There is a spring in the step of Bushfire Recovery boss Phil Koperberg at last.

After weeks of wrangling with officialdom to get the bushfire clean-up going, on Monday Mr Koperberg finally sounded positive.

“Everything is going splendidly,” he told the Gazette. “Tomorrow [Tuesday] there will be a massive change. Minister for Finance and Service Andrew Constance has taken over as the minister responsible. Everything is going to be included [in the clean-up].”

Mr Constance also issued a statement, reiterating Mr Koperberg’s remarks.

“The NSW Government made a commitment to remove all debris from homes destroyed by the Blue Mountains bushfires, and that’s what we’re getting on with doing.
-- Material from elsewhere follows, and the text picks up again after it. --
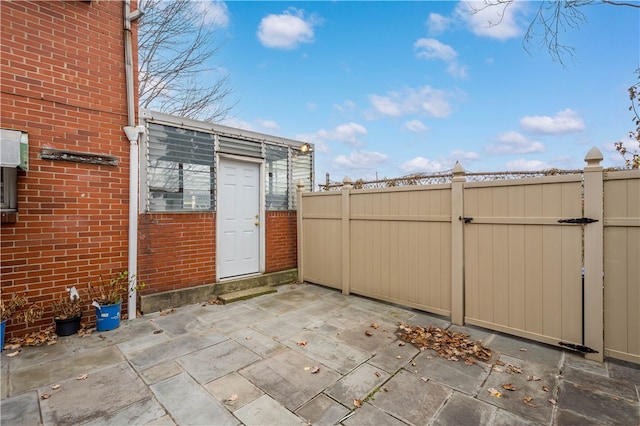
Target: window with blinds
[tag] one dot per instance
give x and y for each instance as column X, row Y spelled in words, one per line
column 180, row 171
“I want to make clear that we will fund the removal of concrete slabs for all affected properties, unless owners in consultation with their insurer and builder decide to keep what they currently have.”

It has been nearly seven weeks since the fires and both Mr Koperberg and Blue Mountains mayor Mark Greenhill had fielded dozens of calls from frustrated and, lately, furious residents still waiting for the clean-up that will enable them to move on from the disaster.

There were also concerns that some people would receive different treatment, depending on their insurer.

But Mr Koperberg assured the Gazette that “there will be complete equity across the board. It’s all inclusive and everyone will be treated equally. I am absolutely delighted that Minister Constance has acted quickly to stem the tide of discontent.”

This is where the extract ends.